Tuesday, April 13, 2010

The Currency of Democracy

Today, April 13, is Thomas Jefferson's birthday. Jefferson was the third president of the United States and principal author of the Declaration of Independence.

He was also a passionate supporter of education and learning.

A lifelong reader and bibliophile, Thomas Jefferson assembled three different book collections in his lifetime. After the Library of Congress was almost totally destroyed in the War of 1812, Jefferson's personal library become the core of the new collection. Jefferson understood the necessity of having information available for researching inquiries made by members of Congress.

But Jefferson was much more than a bookish scholar.

His interests included horticulture, architecture, philosophy, archaeology and paleontology. He was instrumental in securing funding for the Lewis and Clark expedition and included artifacts from that journey in a museum located at Monticello. Jefferson invented improved versions of the plow and dumbwaiter, and came up with an original design for a macaroni machine (and the recipe for macaroni and cheese!).

Other innovations credited to his curious and fertile mind include the rollaway bed, a revolving bookstand, and the wheel cipher. Had he lived in our time, I'm sure that he would have reveled in digital technology, with all the opportunities for exploring and creating that it offers.

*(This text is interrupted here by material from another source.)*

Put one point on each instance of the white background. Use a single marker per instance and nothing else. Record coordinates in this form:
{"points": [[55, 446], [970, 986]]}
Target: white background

Jefferson is famous for declaring, "I cannot live without books!" He cautioned that “To penetrate and dissipate these clouds of darkness, the general mind must be strengthened by education”

I believe that Mr. Jefferson would have been a strong advocate for schools and libraries in this time of fiscal crisis. He understood that government should take care to "educate and inform the whole mass of the people...They are the only sure reliance for the preservation of our liberty."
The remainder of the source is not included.